CSE328: FUNDAMENTALS OF COMPUTER GRAPHICS (SPRING SEMESTER, 2007)

CSE328 ASSIGNMENT TWO (10% of the total course grade, 200 points in total are used for the grading scheme, due at 2:10pm on Wednesday, March 28, 2007)!

Please note that, the programming project will be graded based on: (1) code correctness, (2) efficiency of program execution, and (3) quality of programming codes (i.e., whether they are understandable)!

This programming project focuses on applying three dimensional graphics techniques to display and manipulate geometric shapes in common use such as cube, tetrahedron, sphere, cylinder, cone, torus, etc. Please write an OpenGL program that implements the drawing of polyhedral objects and quadrics primitives. Your program should be able to (1) display wireframe objects, (2) display flat-shaded solid objects, and (3) allow users to interactively translate and zoom the displayed objects. In particular, the entire project must consist of the following components as far as the system functionalities are concerned:

(a) (10 points) First refer to Figure 3-58 and Figure 3-59 (on Page 140) and read the contents on pages 140-141 in the book of Computer Graphics with OpenGL (our required textbook for the course). Second, display a cube object similar to the one illustrated in Figure 3-58 or Figure 3-59 of our textbook.

(b) (10 points) Display a tetrahedron object similar to the one illustrated in Figure 5-51 on page 276 of our textbook. 
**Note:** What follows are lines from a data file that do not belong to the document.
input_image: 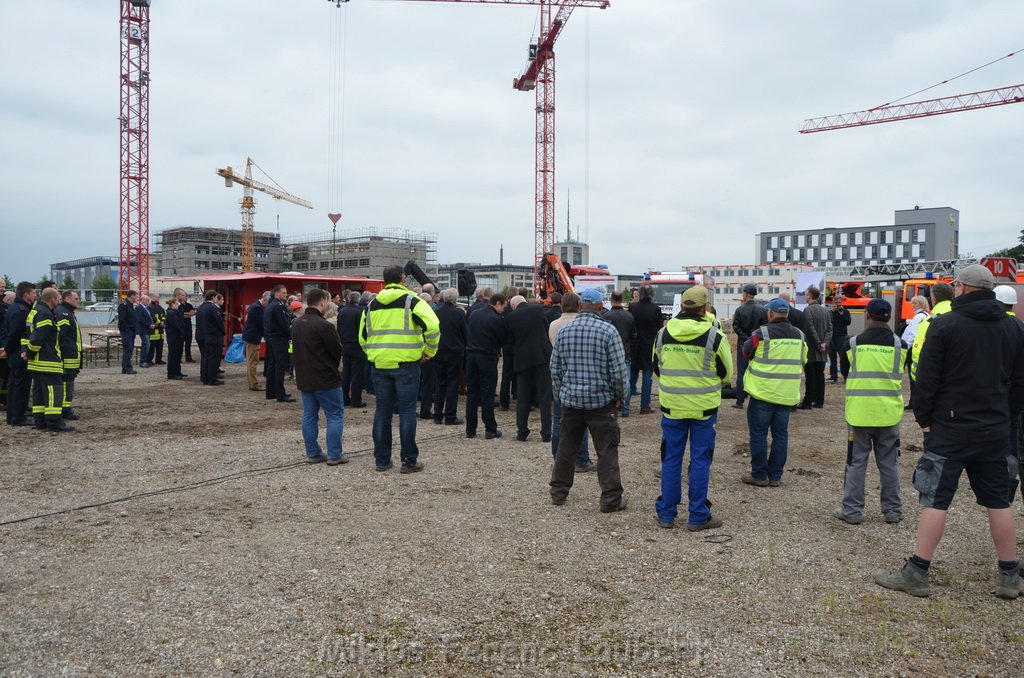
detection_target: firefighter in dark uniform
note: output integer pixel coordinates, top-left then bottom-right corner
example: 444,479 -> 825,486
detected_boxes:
4,282 -> 37,427
264,285 -> 295,402
27,287 -> 74,433
56,289 -> 83,420
0,289 -> 11,409
147,294 -> 166,365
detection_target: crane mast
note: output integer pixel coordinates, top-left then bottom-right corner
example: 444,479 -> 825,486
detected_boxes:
385,0 -> 609,290
119,0 -> 152,293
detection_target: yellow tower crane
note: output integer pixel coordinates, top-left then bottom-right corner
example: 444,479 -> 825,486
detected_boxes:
215,157 -> 313,271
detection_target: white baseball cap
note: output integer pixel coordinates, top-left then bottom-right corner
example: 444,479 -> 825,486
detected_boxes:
994,285 -> 1017,306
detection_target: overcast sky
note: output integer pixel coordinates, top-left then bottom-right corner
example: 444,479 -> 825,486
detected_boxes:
2,0 -> 1022,283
(c) (30 points) (1) Carefully read the handout prepared by the instructor and fully understand its detailed technical contents (note that, the handout is a hardcopy of pages 95--102 from the book: OpenGL Programming Guide Fifth Edition: The Official Guide to Learning OpenGL, Version 2); (2) Pay special attention to Figure 2-17 in the handout; (3) (10 points) Based on OpenGL program examples documented in the handout, write a OpenGL program to display an icosahedron of the sphere (i.e., a 20-polygon representation of the sphere); (4) (10 points) Subdivide your icosahedron once and display an improved 80-triangle approximation of the sphere (please refer to Figure 2-17); (5) (10 points) Further subdivide your 80-triangle approximation of the sphere and display a 320-triangle approximation of the sphere (i.e., subdivide your icosahedron twice).

(d) (30 points) Read the second half of the handout (note that, it is a hardcopy of pages 515-524 in the book: OpenGL Programming Guide Fifth Edition: The Official Guide to Learning OpenGL, Version 2) and pay special attention to the drawing instructions of spheres and cylinders as well as the OpenGL program Example 11-4 on pages 521--524. Display a sphere, a cylinder, and a cone based on the program quadric.c shown in the handout.

(e) (60 points) Based on (c) explained above, generalize your sphere drawing program to display an ellipsoid. In particular, your new ellipsoid drawing program should be capable of displaying a 20-triangle approximation, a 80-triangle approximation, and a 320-triangle approximation for the same ellipsoid, in analogy to (c) (Hint: refer to Pages 408-409 in our textbook (Computer Graphics with OpenGL) for the parametric equation of an ellipsoid).

(f) (60 points). Based on the idea used to implement functionalities (a)--(e) above, draw a torus (Hint, refer to Pages 409-410 in the textbook for its parametric equation and use polygons to approximate the torus). Although you are free to select the number of polygons to be used to approximate the torus, I suggest that you sample a continuous torus using at least 9*9=81 different points in order to better approximate the torus. Note that, the display quality should be reasonably good!